Di sicuro sono pronte a distendersi sulla nostra povera Italietta. Qui Montesquieu ha sempre trovato cittadinanza relativa, la democrazia è arrivata con gli angloamericani nel 1943 e i poteri comunque lungi dal restare separati secondo lo schema classico, hanno sempre fatto quello che pareva loro. Magistrati senza scrupoli ma con molte ambizioni di carriera quando non addirittura politiche non hanno remore ad inventarsi procedimenti a carico dei nemici della loro parte di riferimento nel campo del potere legislativo. Quello che stanno facendo le procure siciliane contro il ministro dell’Interno Matteo Salvini grida vendetta (legalmente parlando) e spinge a far desiderare alla società civile un completo reset del sistema giudiziario.

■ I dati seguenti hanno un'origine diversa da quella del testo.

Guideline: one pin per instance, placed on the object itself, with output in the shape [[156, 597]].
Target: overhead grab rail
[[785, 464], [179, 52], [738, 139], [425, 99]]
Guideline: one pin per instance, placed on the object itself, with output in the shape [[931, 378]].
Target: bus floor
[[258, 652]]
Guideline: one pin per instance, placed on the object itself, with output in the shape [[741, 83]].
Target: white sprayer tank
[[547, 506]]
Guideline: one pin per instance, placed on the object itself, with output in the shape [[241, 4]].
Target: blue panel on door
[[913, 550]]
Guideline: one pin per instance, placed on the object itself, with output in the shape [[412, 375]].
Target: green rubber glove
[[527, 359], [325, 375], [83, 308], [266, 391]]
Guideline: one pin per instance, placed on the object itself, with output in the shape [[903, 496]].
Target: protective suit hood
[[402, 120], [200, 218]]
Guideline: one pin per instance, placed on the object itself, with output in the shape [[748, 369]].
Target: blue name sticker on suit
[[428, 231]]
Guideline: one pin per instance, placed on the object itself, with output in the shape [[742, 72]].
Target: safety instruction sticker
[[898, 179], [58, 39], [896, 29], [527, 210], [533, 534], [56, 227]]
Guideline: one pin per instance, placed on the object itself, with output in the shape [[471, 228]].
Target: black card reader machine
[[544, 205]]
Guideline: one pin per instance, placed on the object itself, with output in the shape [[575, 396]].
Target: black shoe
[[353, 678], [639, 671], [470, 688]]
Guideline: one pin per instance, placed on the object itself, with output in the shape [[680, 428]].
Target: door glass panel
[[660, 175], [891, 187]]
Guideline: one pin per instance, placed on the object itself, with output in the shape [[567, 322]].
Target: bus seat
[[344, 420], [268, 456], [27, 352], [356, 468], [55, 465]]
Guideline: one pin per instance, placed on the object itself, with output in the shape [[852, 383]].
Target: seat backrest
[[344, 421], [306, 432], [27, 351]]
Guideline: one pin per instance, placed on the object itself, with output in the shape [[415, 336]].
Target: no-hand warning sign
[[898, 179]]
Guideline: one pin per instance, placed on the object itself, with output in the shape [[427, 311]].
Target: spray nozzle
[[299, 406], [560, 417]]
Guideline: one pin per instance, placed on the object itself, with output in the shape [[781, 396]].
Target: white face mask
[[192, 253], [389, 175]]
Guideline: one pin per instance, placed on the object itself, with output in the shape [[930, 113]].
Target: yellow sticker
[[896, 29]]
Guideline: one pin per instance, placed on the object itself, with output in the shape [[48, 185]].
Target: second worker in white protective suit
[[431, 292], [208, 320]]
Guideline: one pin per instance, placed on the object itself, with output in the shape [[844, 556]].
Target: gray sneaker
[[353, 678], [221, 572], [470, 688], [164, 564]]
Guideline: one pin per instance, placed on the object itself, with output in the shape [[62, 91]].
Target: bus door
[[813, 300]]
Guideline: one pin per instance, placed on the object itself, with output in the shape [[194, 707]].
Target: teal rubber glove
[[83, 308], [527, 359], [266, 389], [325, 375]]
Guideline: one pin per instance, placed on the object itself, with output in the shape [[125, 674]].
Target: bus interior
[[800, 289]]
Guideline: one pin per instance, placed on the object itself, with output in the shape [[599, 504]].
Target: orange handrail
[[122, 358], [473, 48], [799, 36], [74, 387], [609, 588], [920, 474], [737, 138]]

Altrimenti, ai danni non più ripristinati causati da Di Pietro & c. si aggiungeranno quelli di Patronaggio & c., e stavolta saranno danni irreparabili.
La politica dal canto suo ringrazia Magistratura Democratica e magistratura siciliana. La politica vera, non quella incarnata da Luigi Di Maio, che per come si sta comportando nella smorfia che imperversa dalle sue parti al massimo può essere giocato col numero dell’omarino o con il numero 9, tutti sanno a cosa si riferisce. Nemmeno a Beppe Grillo, che ha da risolvere ben note beghe familiari e sta impegnandosi tutto, dall’argenteria al movimento.
No, la politica vera è quella che si fa in ben determinati ambienti, che si riuniscono in sedi diverse da quelle istituzionali previste dalla Costituzione, e mai alla luce del sole. E’ quella politica che ha deciso di puntare tutto sul circo equestre rappresentato dal partito democratico italiano e sul carosello rappresentato dal movimento 5 stelle. E’ quella politica che non vuole tornare a votare, perché a che in tal caso sa che chiuderebbe i suoi giochi, mentre se tutto rimane nella penombra di quegli ambienti e nell’ambito delle apparentemente deliranti azioni intentate da certe procure, a chiudere i giochi sarà chi aveva pensato di dare un futuro diverso al popolo italiano.
Parafrasando ciò che ha detto ieri Donald Trump, non è a Matteo Salvini che questi signori stanno dando la caccia. Ma a noi. A tutti noi.